Apache Presto is an open source distributed SQL engine. Presto originated at Facebook for data analytics needs and later was open sourced. Now, Teradata joins Presto community and offers support.

Apache Presto is very useful for performing queries even petabytes of data. Extensible architecture and storage plugin interfaces are very easy to interact with other file systems. Most of today’s best industrial companies are adopting Presto for its interactive speeds and low latency performance.

This tutorial explores Presto architecture, configuration, and storage plugins. It discusses the basic and advanced queries and finally concludes with real-time examples.

Audience

This tutorial has been prepared for professionals aspiring to make a career in Big Data Analytics. This tutorial will give you enough understanding on Apache Presto.

Prerequisites

Before proceeding with this tutorial, you must have a good understanding of Core Java, DBMS and any of the Linux operating systems.

Overview

Data analytics is the process of analyzing raw data to gather relevant information for better decision making. It is primarily used in many organizations to make business decisions. Well, big data analytics involves a large amount of data and this process is quite complex, hence companies use different strategies.

For example, Facebook is one of the leading data driven and largest data warehouse company in the world.
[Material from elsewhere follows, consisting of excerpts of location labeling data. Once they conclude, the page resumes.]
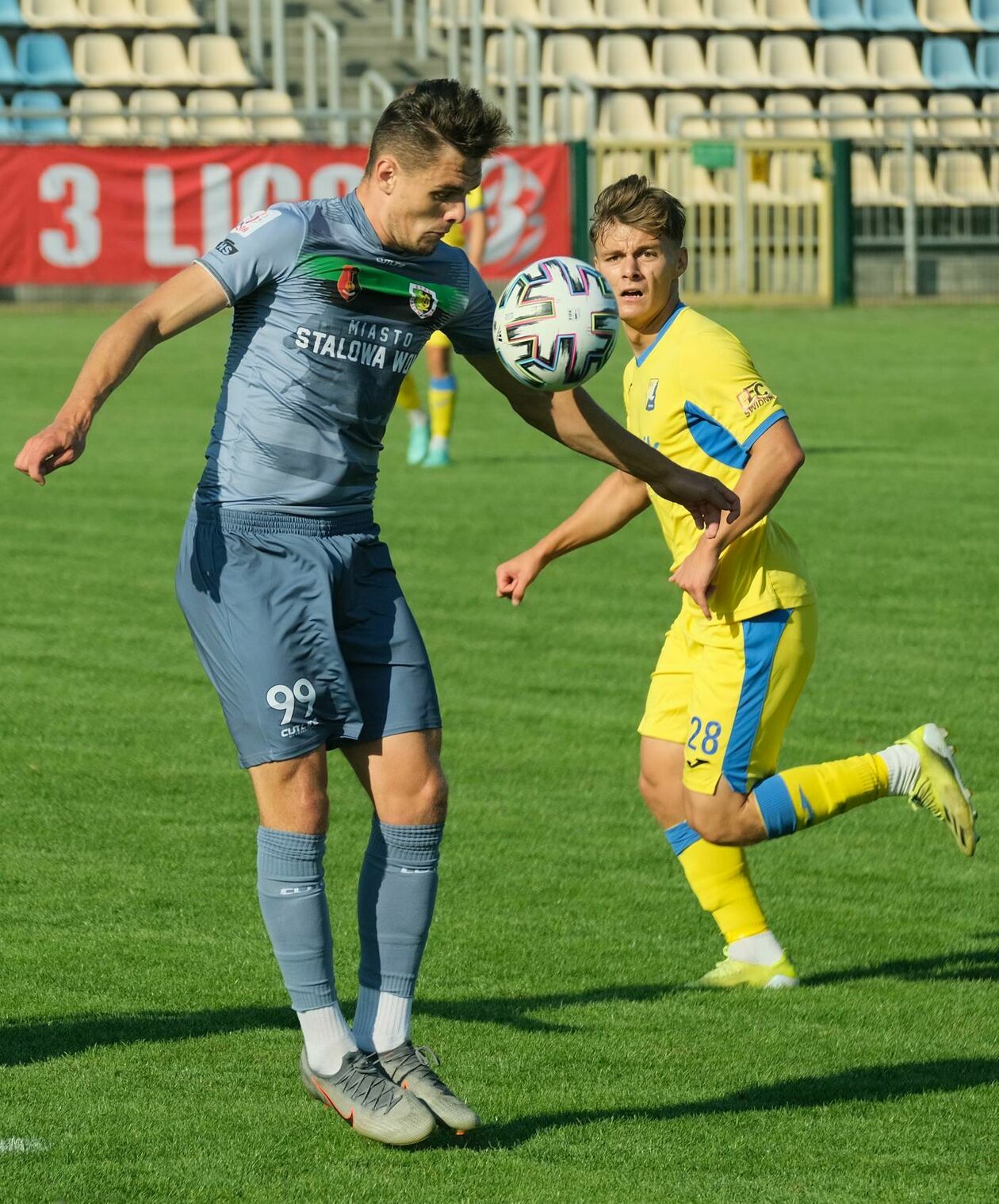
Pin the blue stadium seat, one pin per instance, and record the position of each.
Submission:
(40, 129)
(838, 13)
(987, 62)
(986, 13)
(892, 16)
(947, 64)
(44, 60)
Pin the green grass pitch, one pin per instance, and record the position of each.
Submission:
(146, 1048)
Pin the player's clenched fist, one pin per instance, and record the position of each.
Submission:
(52, 448)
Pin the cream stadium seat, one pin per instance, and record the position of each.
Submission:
(894, 63)
(97, 116)
(159, 60)
(946, 17)
(214, 117)
(962, 178)
(894, 181)
(731, 59)
(101, 60)
(898, 106)
(727, 106)
(679, 58)
(157, 117)
(622, 59)
(271, 112)
(791, 116)
(167, 14)
(785, 59)
(840, 62)
(681, 114)
(109, 13)
(787, 14)
(218, 62)
(952, 117)
(569, 55)
(845, 117)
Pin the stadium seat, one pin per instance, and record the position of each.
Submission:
(159, 60)
(952, 118)
(109, 13)
(214, 117)
(725, 106)
(681, 114)
(894, 178)
(892, 16)
(787, 14)
(731, 59)
(840, 63)
(52, 13)
(845, 116)
(986, 14)
(785, 59)
(271, 112)
(155, 117)
(949, 16)
(679, 14)
(167, 14)
(896, 112)
(51, 127)
(101, 60)
(987, 62)
(565, 55)
(97, 116)
(733, 14)
(679, 58)
(894, 63)
(622, 59)
(218, 62)
(791, 116)
(838, 13)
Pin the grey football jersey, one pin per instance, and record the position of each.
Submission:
(325, 325)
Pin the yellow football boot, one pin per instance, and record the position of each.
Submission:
(729, 973)
(939, 788)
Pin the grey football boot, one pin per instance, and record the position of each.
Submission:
(369, 1101)
(409, 1067)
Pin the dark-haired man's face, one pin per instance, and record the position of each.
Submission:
(643, 271)
(420, 205)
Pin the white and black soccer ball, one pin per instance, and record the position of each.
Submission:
(555, 324)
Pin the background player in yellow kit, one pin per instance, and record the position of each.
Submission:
(738, 655)
(429, 439)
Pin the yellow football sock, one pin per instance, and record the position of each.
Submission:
(719, 878)
(442, 406)
(813, 794)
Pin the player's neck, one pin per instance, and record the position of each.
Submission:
(645, 335)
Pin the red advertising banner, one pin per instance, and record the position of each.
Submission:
(135, 214)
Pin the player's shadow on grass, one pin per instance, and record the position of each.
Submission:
(869, 1083)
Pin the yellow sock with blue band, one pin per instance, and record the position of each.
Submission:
(811, 794)
(719, 878)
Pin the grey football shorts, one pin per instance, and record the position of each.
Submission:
(304, 630)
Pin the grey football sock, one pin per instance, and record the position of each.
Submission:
(293, 899)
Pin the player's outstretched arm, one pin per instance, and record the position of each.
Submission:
(607, 509)
(185, 300)
(573, 418)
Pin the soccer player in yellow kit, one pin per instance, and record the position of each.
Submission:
(430, 441)
(736, 659)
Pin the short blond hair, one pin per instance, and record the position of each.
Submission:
(633, 201)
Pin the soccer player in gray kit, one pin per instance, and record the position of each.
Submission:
(289, 592)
Facebook warehouse data is stored in Hadoop for large scale computation. Later, when warehouse data grew to petabytes, they decided to develop a new system with low latency. In the year of 2012, Facebook team members designed “Presto” for interactive query analytics that would operate quickly even with petabytes of data.

What is Apache Presto?

Apache Presto is a distributed parallel query execution engine, optimized for low latency and interactive query analysis. Presto runs queries easily and scales without down time even from gigabytes to petabytes.
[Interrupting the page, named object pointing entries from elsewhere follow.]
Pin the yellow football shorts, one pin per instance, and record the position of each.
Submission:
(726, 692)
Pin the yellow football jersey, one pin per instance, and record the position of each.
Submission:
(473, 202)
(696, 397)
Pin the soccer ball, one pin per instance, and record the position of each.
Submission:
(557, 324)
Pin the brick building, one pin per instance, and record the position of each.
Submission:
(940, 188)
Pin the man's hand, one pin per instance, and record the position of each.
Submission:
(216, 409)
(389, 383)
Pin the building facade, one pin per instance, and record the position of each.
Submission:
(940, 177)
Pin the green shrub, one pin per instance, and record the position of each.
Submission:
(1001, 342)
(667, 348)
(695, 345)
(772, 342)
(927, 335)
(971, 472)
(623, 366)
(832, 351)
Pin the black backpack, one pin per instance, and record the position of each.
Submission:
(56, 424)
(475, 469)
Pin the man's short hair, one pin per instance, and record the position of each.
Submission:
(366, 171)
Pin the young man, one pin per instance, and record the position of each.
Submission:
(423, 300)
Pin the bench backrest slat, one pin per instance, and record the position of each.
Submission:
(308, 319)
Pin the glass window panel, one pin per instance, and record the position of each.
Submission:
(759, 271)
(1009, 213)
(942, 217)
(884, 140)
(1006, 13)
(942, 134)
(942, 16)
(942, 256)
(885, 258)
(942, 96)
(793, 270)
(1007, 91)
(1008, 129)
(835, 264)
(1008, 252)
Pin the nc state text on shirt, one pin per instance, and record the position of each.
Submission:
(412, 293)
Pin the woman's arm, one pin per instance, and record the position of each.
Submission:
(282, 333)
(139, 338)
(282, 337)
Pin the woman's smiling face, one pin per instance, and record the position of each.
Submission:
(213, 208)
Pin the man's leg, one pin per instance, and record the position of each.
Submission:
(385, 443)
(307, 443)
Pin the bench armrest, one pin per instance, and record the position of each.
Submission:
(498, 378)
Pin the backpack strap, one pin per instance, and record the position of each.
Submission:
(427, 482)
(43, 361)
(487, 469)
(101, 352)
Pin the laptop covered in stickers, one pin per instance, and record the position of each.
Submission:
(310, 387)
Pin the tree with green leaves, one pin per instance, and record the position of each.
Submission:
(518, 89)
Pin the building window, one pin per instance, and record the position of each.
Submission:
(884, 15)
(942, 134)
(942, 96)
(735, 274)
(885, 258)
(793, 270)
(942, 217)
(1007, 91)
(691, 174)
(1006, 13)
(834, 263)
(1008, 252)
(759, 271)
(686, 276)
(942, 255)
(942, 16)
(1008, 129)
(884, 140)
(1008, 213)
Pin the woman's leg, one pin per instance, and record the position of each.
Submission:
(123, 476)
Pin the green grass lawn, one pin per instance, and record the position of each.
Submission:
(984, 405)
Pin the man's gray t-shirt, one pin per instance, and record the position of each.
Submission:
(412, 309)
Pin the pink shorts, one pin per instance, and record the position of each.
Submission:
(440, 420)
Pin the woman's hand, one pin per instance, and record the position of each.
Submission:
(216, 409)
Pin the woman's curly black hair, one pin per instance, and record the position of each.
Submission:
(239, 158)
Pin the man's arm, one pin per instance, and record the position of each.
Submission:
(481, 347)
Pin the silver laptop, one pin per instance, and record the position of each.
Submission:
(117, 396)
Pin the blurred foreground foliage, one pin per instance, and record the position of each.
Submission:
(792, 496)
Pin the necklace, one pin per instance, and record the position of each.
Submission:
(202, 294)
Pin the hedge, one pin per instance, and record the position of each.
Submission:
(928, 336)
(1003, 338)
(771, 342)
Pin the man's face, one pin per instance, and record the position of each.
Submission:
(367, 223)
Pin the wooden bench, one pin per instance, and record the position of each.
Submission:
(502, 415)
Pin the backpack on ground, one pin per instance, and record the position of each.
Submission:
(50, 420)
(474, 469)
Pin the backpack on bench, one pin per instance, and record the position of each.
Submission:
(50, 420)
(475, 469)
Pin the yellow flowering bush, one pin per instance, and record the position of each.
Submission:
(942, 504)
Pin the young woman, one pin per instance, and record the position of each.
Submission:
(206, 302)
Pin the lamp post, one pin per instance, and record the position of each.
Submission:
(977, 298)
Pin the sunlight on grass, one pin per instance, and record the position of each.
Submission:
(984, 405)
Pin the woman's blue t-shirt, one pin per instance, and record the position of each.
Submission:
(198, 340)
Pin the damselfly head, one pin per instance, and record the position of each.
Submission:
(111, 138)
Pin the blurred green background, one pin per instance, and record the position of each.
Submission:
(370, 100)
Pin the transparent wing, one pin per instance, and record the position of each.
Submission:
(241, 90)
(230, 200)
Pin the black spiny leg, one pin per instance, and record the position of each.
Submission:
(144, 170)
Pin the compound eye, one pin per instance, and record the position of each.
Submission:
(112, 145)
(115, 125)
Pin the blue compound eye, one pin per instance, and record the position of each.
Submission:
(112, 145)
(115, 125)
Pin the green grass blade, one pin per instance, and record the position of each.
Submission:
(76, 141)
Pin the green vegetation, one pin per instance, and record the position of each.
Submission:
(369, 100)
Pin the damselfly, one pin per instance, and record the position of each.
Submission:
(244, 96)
A single Presto query can process data from multiple sources like HDFS, MySQL, Cassandra, Hive and many more data sources. Presto is built in Java and easy to integrate with other data infrastructure components. Presto is powerful, and leading companies like Airbnb, DropBox, Groupon, Netflix are adopting it.

Presto − Features

Presto contains the following features −

  • Simple and extensible architecture.
  • Pluggable connectors – Presto supports pluggable connector to provide metadata and data for queries.
  • Pipelined executions – Avoids unnecessary I/O latency overhead.
  • User-defined functions – Analysts can create custom user-defined functions to migrate easily.
  • Vectorized columnar processing.

Presto − Benefits

Here is a list of benefits that Apache Presto offers −

  • Specialized SQL operations
  • Easy to install and debug
  • Simple storage abstraction
  • Quickly scales petabytes data with low latency

Presto − Applications

Presto supports most of today’s best industrial applications. Let’s take a look at some of the notable applications.

  • Facebook − Facebook built Presto for data analytics needs. Presto easily scales large velocity of data.
  • Teradata − Teradata provides end-to-end solutions in Big Data analytics and data warehousing. Teradata contribution to Presto makes it easier for more companies to enable all analytical needs.
  • Airbnb − Presto is an integral part of the Airbnb data infrastructure. Well, hundreds of employees are running queries each day with the technology.

Why Presto?

Presto supports standard ANSI SQL which has made it very easy for data analysts and developers. Though it is built in Java, it avoids typical issues of Java code related to memory allocation and garbage collection. Presto has a connector architecture that is Hadoop friendly. It allows to easily plug in file systems.

Presto runs on multiple Hadoop distributions. In addition, Presto can reach out from a Hadoop platform to query Cassandra, relational databases, or other data stores. This cross-platform analytic capability allows Presto users to extract maximum business value from gigabytes to petabytes of data.